Fort heureusement, les autorités ont réagi ces trois dernières années en interdisant tout brûlis et toute construction à l’intérieur des palmeraies, à l’exception des hangars, étables et autres dépendances agricoles.
Sécurité alimentaire ?
« Quand j’entends aujourd’hui des fonctionnaires et des responsables parler de sécurité alimentaire, je me dis : franchement, de qui se moquent-ils ? », s’emporte B. M’hamed, un agriculteur de Chlef qui exploite quelques parcelles de terres familiales au nord-est de la ville. « Je pense qu’il faut d’abord arrêter tous les projets de construction sur les terres agricoles avant d’engager une réflexion sur la politique agricole à suivre », ajoute-t-il, non sans critiquer violemment les décisions irréfléchies consistant à défalquer des terres agricoles au profit du secteur de l’habitat ou de l’industrie. « Il y a des endroits où construire des villes entières au sud de la ville de Chlef, sur les hauteurs de Chettia, Oued Fodda, Ouled Ben Abdelkader, El Marsa et même Boukadir », propose-t-il en soulignant tous les deux avantages que l’on peut en tirer : occupation rationnelle des espaces et préservation des terres agricoles.
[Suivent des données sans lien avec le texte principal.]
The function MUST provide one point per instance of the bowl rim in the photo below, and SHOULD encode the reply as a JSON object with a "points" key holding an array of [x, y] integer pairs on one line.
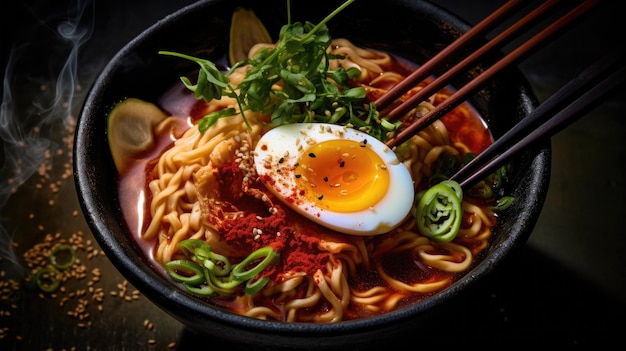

Et de rappeler que la cimenterie d’Oued Sly, l’usine qui a pollué tous les vergers d’agrumes de la région, a été construite sur des terres à très haut rendement agricole.
Le massacre ne s’est pas arrêté là : après la cimenterie, on a érigé des usines occupant des dizaines d’hectares de terres arables définitivement soustraits à l’agriculture. De nos jours, il est d’avis d’implanter les zones industrielles et d’activités sur les hauteurs situées au sud de Boukadir-Oued Sly où des terres rocailleuses s’étendent à perte de vue. Elles peuvent être exploités à la fois pour l’habitat et l’industrie.
En attendant, les bâtisses se multiplient sur les terres agricoles, en particulier le long des routes et bretelles d’autoroute. C’est ce qui se passe actuellement à l’entrée Est de Chlef.